La conscience bloguesque aiguisée comme un couteau à steak, j'étais dans les starting-blocks, hier soir, pour collecter les perles de Norbert, la substantifique moelle du Rabelais de Top Chef.

Norbert était bien là, en tout cas son enveloppe corporelle. Il a couru dans tous les sens, battant à 22 reprises le record mondial du sprint en cuisine couverte, poussé des cris de bête blessée (“C’est un lion en cage”, a dit son acolyte Carl, d’un air las), foutu le feu à une marmite, crâmé ses sourcils, éteint le sinistre avec un couvercle de poubelle…
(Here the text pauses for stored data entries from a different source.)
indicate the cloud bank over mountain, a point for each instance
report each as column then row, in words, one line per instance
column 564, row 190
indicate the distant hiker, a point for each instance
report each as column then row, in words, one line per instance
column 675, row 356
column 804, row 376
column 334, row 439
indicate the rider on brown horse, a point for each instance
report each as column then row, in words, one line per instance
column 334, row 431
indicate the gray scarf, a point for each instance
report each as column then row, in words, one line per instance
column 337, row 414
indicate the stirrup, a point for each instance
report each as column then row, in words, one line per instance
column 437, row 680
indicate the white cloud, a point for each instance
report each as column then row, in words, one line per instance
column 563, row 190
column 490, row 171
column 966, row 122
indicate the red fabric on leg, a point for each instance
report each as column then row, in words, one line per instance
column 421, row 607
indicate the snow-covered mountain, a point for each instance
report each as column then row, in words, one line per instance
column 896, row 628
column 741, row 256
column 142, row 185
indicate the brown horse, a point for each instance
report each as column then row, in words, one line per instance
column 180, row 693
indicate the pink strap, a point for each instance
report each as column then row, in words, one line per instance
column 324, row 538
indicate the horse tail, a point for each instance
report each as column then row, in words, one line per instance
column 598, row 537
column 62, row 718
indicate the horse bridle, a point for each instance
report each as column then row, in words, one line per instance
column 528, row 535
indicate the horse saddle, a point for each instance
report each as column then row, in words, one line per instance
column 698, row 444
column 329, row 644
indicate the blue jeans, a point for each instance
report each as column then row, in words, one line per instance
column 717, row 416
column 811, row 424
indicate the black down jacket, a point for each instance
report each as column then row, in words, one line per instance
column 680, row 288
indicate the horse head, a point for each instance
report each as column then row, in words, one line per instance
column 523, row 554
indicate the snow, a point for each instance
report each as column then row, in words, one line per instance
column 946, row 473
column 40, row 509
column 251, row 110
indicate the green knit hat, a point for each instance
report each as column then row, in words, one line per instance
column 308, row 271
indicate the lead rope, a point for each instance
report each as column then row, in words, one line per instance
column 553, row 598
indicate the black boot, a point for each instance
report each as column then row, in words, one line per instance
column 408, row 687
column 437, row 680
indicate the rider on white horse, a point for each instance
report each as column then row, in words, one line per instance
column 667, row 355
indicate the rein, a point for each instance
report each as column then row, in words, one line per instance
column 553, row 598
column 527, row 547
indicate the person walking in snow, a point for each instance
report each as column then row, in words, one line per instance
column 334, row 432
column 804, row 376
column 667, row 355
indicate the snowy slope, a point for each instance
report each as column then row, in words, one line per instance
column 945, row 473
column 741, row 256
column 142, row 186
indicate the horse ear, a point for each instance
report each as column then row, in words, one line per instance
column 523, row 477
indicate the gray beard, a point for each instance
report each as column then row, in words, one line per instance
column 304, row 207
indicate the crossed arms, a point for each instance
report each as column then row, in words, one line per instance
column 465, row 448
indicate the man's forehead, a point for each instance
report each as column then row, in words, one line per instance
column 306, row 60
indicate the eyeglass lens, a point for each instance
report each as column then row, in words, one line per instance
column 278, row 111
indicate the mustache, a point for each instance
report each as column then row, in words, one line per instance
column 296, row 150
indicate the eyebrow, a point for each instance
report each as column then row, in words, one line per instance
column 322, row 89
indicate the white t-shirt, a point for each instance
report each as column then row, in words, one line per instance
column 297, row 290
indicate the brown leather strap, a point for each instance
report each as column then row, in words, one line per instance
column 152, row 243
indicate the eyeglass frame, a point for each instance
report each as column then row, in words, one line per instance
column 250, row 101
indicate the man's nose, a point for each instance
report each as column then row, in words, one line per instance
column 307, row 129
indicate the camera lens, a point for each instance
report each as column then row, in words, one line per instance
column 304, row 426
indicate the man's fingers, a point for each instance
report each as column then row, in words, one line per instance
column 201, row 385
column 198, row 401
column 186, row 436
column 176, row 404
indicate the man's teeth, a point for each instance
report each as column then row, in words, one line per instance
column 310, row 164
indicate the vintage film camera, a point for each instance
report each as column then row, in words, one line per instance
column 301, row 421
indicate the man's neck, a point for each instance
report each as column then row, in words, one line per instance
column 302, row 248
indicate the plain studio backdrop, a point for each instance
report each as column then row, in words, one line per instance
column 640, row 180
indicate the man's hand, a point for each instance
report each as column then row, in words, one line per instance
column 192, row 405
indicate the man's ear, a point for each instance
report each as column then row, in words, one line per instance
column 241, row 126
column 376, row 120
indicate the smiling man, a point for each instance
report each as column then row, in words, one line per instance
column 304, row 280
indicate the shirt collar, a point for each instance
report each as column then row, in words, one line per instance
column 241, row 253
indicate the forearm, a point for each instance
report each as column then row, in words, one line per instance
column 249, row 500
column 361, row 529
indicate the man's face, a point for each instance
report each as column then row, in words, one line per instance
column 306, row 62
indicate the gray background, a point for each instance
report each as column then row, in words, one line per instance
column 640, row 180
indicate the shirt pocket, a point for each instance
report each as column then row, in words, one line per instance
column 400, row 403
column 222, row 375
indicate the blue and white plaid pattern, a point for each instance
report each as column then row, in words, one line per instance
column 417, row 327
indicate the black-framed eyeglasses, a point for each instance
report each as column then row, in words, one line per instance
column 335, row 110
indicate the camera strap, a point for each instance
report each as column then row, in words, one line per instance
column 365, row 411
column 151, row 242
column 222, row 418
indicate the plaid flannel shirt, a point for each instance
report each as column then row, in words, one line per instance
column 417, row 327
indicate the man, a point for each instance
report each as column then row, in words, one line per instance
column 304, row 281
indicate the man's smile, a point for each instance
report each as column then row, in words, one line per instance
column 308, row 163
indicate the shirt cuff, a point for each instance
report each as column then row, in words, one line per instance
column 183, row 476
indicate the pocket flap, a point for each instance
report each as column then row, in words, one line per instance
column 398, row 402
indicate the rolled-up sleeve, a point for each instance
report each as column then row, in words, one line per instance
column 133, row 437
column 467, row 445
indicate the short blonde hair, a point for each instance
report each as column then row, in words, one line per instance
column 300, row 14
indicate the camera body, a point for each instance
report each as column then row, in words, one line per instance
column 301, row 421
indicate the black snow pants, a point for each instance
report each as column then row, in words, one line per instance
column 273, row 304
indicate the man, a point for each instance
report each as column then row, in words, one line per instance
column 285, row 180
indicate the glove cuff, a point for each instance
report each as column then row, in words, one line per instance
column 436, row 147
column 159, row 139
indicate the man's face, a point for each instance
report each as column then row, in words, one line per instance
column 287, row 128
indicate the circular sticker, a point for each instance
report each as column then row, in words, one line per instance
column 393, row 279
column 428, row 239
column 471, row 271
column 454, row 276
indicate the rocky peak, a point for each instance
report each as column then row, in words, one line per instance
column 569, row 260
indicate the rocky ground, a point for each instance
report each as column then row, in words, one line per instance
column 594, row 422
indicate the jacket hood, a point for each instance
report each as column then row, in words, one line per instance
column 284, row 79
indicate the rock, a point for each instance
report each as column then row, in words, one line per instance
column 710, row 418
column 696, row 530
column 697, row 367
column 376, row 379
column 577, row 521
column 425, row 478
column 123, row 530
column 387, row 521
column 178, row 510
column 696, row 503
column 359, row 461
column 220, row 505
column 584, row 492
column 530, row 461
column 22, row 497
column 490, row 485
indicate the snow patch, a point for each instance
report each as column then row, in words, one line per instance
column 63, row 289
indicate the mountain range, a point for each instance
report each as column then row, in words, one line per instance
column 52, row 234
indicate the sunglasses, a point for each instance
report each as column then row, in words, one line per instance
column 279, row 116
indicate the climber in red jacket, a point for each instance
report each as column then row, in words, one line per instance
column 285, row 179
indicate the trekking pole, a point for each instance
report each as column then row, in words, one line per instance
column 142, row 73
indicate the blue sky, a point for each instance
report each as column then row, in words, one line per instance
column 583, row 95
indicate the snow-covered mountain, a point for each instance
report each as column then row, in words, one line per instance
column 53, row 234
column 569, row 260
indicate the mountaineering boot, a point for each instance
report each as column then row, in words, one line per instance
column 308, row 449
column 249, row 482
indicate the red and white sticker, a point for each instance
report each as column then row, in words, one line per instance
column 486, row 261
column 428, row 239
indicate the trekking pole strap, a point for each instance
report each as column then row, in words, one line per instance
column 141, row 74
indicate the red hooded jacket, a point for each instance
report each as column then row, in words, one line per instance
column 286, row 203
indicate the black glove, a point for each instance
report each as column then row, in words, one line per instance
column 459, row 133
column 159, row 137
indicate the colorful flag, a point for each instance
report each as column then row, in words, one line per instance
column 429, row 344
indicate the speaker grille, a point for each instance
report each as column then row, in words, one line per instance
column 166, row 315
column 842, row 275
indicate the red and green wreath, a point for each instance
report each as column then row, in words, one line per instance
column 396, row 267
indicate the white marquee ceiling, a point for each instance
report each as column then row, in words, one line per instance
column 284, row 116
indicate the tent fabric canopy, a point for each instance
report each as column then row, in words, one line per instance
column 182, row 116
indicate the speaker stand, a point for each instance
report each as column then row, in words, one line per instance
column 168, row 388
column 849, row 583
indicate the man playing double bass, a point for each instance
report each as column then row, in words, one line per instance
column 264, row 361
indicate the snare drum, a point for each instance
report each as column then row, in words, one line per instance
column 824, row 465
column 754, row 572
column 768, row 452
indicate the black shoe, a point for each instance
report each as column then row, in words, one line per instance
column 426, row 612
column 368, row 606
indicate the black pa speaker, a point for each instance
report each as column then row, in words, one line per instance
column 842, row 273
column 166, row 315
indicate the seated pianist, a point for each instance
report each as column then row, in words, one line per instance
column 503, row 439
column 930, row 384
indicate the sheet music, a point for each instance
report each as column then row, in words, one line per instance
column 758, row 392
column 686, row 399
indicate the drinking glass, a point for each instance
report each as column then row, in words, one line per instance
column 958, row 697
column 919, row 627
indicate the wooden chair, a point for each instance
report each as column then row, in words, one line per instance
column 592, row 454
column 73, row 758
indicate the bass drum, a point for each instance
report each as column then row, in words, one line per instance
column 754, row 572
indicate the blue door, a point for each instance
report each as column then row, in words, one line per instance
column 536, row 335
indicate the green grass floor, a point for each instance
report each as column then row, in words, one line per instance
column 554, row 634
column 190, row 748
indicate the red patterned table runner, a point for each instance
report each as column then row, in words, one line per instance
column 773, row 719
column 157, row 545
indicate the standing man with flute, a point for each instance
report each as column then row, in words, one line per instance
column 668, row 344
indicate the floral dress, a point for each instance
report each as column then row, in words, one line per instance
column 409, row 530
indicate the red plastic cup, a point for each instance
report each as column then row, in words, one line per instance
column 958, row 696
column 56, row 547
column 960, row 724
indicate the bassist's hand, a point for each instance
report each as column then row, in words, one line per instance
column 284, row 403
Mais côté rhétorique, rien, queud’, nada… La récolte a été nulle. Pas un gros mot, pas une seule référence scatologique… Aucun morbac à se mettre sous la dent, pas le moindre petit fion à l’horizon… A peine un petit “La cuisine c'est comme l’amour. Faut pas faire beaucoup mais faut faire super bien”, de bon aloi, mais bien fadasse par rapport à d’habitude…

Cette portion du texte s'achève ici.